Singularity Functions

This is a continuation from the previous tutorial - causal LTI systems described by differential and difference equations.

In this tutorial, we take another look at the continuous-time unit impulse function in order to gain additional intuitions about this important idealized signal and to introduce a set of related signals known collectively as singularity functions.
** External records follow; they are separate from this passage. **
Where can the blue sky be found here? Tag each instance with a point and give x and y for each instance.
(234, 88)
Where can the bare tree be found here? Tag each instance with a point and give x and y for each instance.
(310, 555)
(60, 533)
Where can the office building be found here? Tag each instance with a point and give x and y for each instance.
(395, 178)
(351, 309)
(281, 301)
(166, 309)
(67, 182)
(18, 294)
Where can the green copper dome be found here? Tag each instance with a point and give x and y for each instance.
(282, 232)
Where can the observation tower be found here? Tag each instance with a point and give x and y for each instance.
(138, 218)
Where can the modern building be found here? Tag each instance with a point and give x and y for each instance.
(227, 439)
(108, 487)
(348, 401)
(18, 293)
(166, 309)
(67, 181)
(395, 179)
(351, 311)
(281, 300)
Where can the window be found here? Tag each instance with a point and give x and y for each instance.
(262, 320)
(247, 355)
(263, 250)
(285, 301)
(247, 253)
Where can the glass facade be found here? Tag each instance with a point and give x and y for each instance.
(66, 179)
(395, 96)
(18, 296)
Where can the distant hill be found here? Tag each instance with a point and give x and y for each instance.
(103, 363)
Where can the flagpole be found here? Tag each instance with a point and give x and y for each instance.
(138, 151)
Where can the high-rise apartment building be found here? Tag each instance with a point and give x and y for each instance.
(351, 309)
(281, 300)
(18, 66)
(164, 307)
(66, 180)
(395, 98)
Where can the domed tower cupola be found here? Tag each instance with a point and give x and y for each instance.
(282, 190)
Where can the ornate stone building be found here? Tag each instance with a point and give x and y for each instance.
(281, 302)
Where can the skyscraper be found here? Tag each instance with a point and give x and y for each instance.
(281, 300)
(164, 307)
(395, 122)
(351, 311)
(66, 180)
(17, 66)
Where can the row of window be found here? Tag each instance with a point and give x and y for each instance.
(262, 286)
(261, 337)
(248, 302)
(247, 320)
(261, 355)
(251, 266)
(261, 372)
In particular, in the unit impulse and unit step functions tutorial we suggested that a continuous-time unit impulse could be viewed as the idealization of a pulse that is "short enough" so that its shape and duration is of no practical consequence—i.e., so that as far as the response of any particular LTI system is concerned, all of the area under the pulse can be thought of as having been applied instantaneously.

In this tutorial, we would first like to provide a concrete example of what this means and then use the interpretation embodied within the example to show that the key to the use of unit impulses and other singularity functions is in the specification of how LTI systems respond to these idealized signals; i.e., the signals are in essence defined in terms of how they behave under convolution with other signals.

1. The Unit Impulse as an Idealized Short Pulse

From the sifting property, eq. (2.27) [refer to the continuous-time LTI systems and convolution integral tutorial], the unit impulse \(\delta(t)\) is the impulse response of the identity system. That is,

\[\tag{2.133}x(t)=x(t)*\delta(t)\]

for any signal \(x(t)\).

Therefore, if we take \(x(t)=\delta(t)\), we have

\[\tag{2.134}\delta(t)=\delta(t)*\delta(t)\]

Equation (2.134) is a basic property of the unit impulse, and it also has a significant implication for our interpretation of the unit impulse as an idealized pulse.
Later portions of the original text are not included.